Better – Downgrade your fare. Business class on intercontinental flights takes up a much larger share of the plane, which translates to a 3-4x increase in carbon footprint.
Best – Look for opportunities to avoid the trip and telecommute instead.
How you can scale your impact: Set policies at your work to reduce business travel and offset any required flights. Make a public commitment to reducing travel (or offsetting), and talk with your connections about the impact of flying.
(2) Eat vegetarian or vegan
Why it matters: Going vegetarian one day a week for a year saves the same amount of greenhouse gas as cutting out 1,160 miles of driving . Cow products are particularly carbon-intensive because the bovine digestive system releases methane, which is 28 times more potent a greenhouse gas than CO2.
What you can do:
Good – Figure out meals when you can downsize your carbon footprint, like switching from beef to chicken, fish, or plant-based protein like soy, lentils, or beans.
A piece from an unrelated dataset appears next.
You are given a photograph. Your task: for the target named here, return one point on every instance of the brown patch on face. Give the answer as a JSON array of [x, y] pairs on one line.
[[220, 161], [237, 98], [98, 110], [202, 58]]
A popular starting place is celebrating “Meatless Monday”.
Better – Cheese is another carbon-intensive food, emitting 13.5 kg of CO2 per kg, compared with 6.9 kg for chicken. It’s even more intensive than pork, which lands at 12.1 kg CO2! 
Best – The ideal diet from a carbon perspective is plant-based, with an emphasis on local seasonal products (otherwise your food is consuming air miles, too!) Of course, nobody gets a prize for being 100% vegan 100% of the time. It’s about looking for opportunities to improve.
How you can scale your impact: When you’re hosting, cook a vegetarian meal. When you’re going out, pick vegetarian or vegan restaurants. Encourage your work cafeteria to beef up (har har) the vegetarian options. Normalize the idea that a meal can be delicious, satisfying, and balanced even without animal protein at the center.
(3) Make sustainability part of the conversation in your community
Why it matters: Company leaders and elected officials may not always respond to the proverbial Twitter feed; but they certainly won’t know about the changing norms in the community and the world unless someone speaks out.
What you can do:
Good – Vote with your dollar — when consumers direct their spending towards more sustainable products, companies react.
Better – Vote in all elections. A lot of important policy is decided at the local level–for example, building codes that require certain efficiency levels, zoning restrictions around greenspace, funding decisions related to public transportation infrastructure, etc., and local elections can hinge on a few handfuls of votes.
Best – Let companies and politicians know the basis of your choice. Attend town halls, and question your leaders on their environmental policy. Help them understand that sustainability is a priority.
How you can scale your impact: Mobilize your community. Educate your family, friends, and neighbors on the environmental issues at stake, and encourage them to vote accordingly.
I hope these suggestions replace some degree of despair with a feeling of empowerment. Remember: the current climate crisis arose through millions of individual actions accumulating over decades. The solution, then, requires even more individual actions linked together to create a more sustainable world.